As of writing this, the service has been down for several months. The very first idea with it was simply to see if it could be done. Then, the next idea was to see if I could make a few bucks with it. Overall, I’m in the negatives with it, but I had one paying customer so that’s something right there
Continue reading for some more insights…
The tech stack
As mentioned in the post about the architecture in BF3 Web Commander, this was entirely built on top of NodeJS.
Which was a perfect fit for the task at hand. Building the application was a really good way to learn more about Node, and how it works and what it’s good for.
I can recommend Node for anything that involves realtime processing of events, messaging, etc., and any web applications which have similar requirements.
Several NodeJS versions went past while developing the application. Despite node not having been at 1.0 at that point, there were no major issues with backwards compatibility between versions.
The “business plan”
This part came mostly as an afterthought. I realized there was some demand in the market for an easy to use web-based admin tool for Battlefield 3 servers, and mine would fit the bill pretty nicely.
Positive feedback from existing users of the free version was encouraging, so I decided to just see what comes out of it. There were several competitors in the space of BF3 admin tools, which were pretty well established (more on that later), but Battlefield 3 Web Commander was much easier to use than the alternatives and it had some very convenient features in comparison.

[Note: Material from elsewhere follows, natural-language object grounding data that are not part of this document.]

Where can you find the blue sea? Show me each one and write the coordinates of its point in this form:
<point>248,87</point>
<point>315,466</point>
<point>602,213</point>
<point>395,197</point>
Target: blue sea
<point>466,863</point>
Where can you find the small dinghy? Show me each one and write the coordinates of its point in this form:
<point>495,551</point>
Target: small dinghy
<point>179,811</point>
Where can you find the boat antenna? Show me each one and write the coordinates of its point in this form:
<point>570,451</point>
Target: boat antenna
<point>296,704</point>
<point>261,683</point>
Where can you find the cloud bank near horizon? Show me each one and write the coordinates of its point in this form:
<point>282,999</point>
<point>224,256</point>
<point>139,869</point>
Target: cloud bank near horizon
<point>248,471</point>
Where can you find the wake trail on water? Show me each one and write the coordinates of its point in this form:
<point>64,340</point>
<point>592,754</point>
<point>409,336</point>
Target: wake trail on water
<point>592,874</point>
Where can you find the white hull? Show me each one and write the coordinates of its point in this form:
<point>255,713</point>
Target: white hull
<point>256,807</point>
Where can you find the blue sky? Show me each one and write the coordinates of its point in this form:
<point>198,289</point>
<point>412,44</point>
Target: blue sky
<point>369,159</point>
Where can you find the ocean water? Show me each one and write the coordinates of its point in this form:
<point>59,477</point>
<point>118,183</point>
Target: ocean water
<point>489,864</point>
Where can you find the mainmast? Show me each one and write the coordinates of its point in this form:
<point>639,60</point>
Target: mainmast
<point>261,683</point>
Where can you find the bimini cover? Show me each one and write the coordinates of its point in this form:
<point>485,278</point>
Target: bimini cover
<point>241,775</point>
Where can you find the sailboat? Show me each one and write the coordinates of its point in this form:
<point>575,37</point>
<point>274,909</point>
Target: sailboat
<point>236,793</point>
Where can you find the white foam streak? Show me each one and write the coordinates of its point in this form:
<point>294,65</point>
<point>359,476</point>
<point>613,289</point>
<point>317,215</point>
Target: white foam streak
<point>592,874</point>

Integrating PayPal was a pain. I wouldn’t recommend that to anyone. Not only were the docs hard to find, they were confusing and incomplete.
Next time I do something that requires payment processing, I will definitely look at other options first. I did get the PayPal system working eventually, but it was a bigger headache than it should’ve been.
Based on some research I decided to just ask for 5 USD per month as the price of the service. Some of the other tools were a bit cheaper than this, but I didn’t want to start competing on price since that wouldn’t make any sense. Mine was better in some ways, and the difference in price was minimal anyway.
What went wrong
The biggest thing that went wrong was probably that I completely lost interest in Battlefield 3. The fact I was enjoying the game was a big factor to why I had ever started the project, and when I stopped playing the game, I lost interest in working on the project.
Contributing to my lack of interest to work on the project was also the lack of users.
Why were there no users?
The fact that my tool was much easier to use than the alternatives did not seem to be a big enough factor. As mentioned earlier, the other tools were rather well established, and also marketed by server providers. Essentially my tool had zero visibility in a market that seemed to be entirely controlled by the established tools.
The price seemed to be an issue as well. Even though the difference was only few dollars, it seemed to be a very big deal for many.
What was learned
Eventually I took the system down. I had had one paying customer for it, which was pretty nice considering when I started the project I had absolutely no intention of making any money from it.
I had ran the service on my VPS, which I would be paying for anyway, so I didn’t really lose any money on this that I wouldn’t have spent to begin with. I had a domain name, but the revenue from the single customer covered that
Considering the idea for making it a SaaS application was mostly an afterthought, I’m really considering it as a successful experiment in turning a random project into a product. If I had originally intended to make money from it, then it would’ve been a failure for sure, as there wasn’t really any room in the niche.
If anything, in order to succeed, I would have had to have all the features of the others + a better UI. I only had a better UI. Having all the features of the others was pretty much out of the question due to the nature of the application.
It is pretty obvious now after everything, but it was not at all obvious when I still worked on the application.